One little truth about life that I’ve realized over the years is that it doesn’t take a lot to make somebody’s day. When I’m the Watchdog, I make every effort to learn a few new names that I didn’t know before. Kids’ faces never fail to light up when you say “hi” to them by name in the hall. Once I had a boy ask me in amazement, “How did you know my name?” I swear I could actually see his self-esteem rise when I replied, “I remember you from last time I was the Watchdog.” When working with them in class, a little praise does wonders as well; a simple “nice job, Angie” or “good work, Martin,” never fails to build them up, unless their names aren’t Angie or Martin, so please remember my earlier point about learning names. Getting the painfully shy kids to crack a smile, or getting the wallflowers to play at recess are other things that make these kids grow a little bit right in front of you. Every class has one or two odd-balls that tend to get shunned by the cruel life of elementary school, so I make every effort to seek them out and sit with them at lunch, play some crazy make-believe game at recess with them, or just chat with them for a few minutes during the day about their favorite movie or superhero. Something as minor as throwing a pass to the kid nobody throws to in football at recess can make a lasting mark on all of the kids, so make sure to keep an eye out for those little words and gestures that can mean so much more to the hearts of these kids.

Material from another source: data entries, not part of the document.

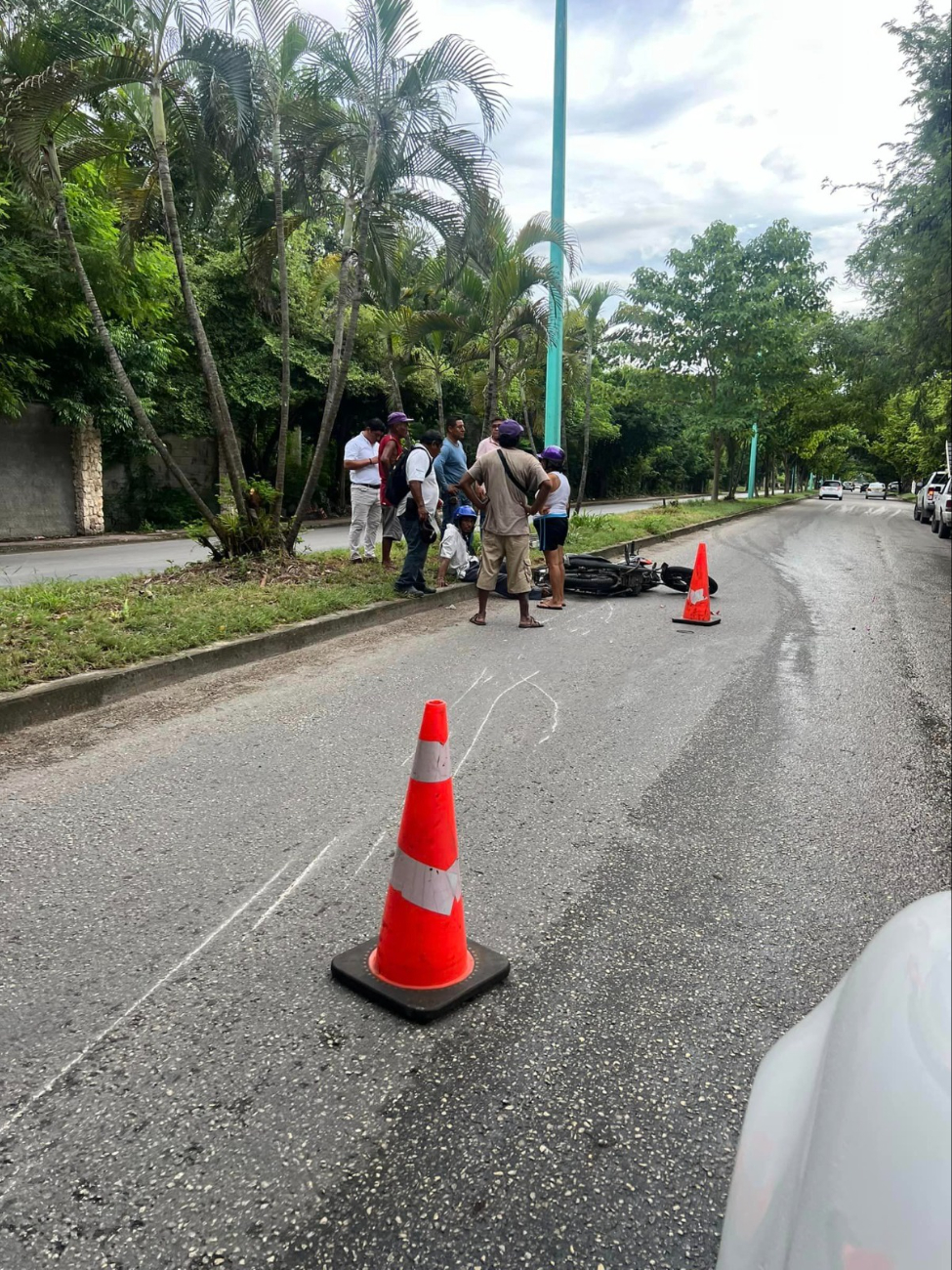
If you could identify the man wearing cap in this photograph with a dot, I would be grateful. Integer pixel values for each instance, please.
(449, 469)
(418, 512)
(390, 451)
(517, 487)
(360, 461)
(455, 549)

imageSo, if your kids’ school has the Watch D.O.G.S. program in place, I’d strongly encourage you to spend a day or two with your kids and their peers during the next school year. And if your school doesn’t have Watch D.O.G.S., suggest it to the principal or to the PTA. I’ve certainly found that the rewards of investing your time as a Watchdog extend far beyond quality time with your own kids, and actually reach your local community as a whole.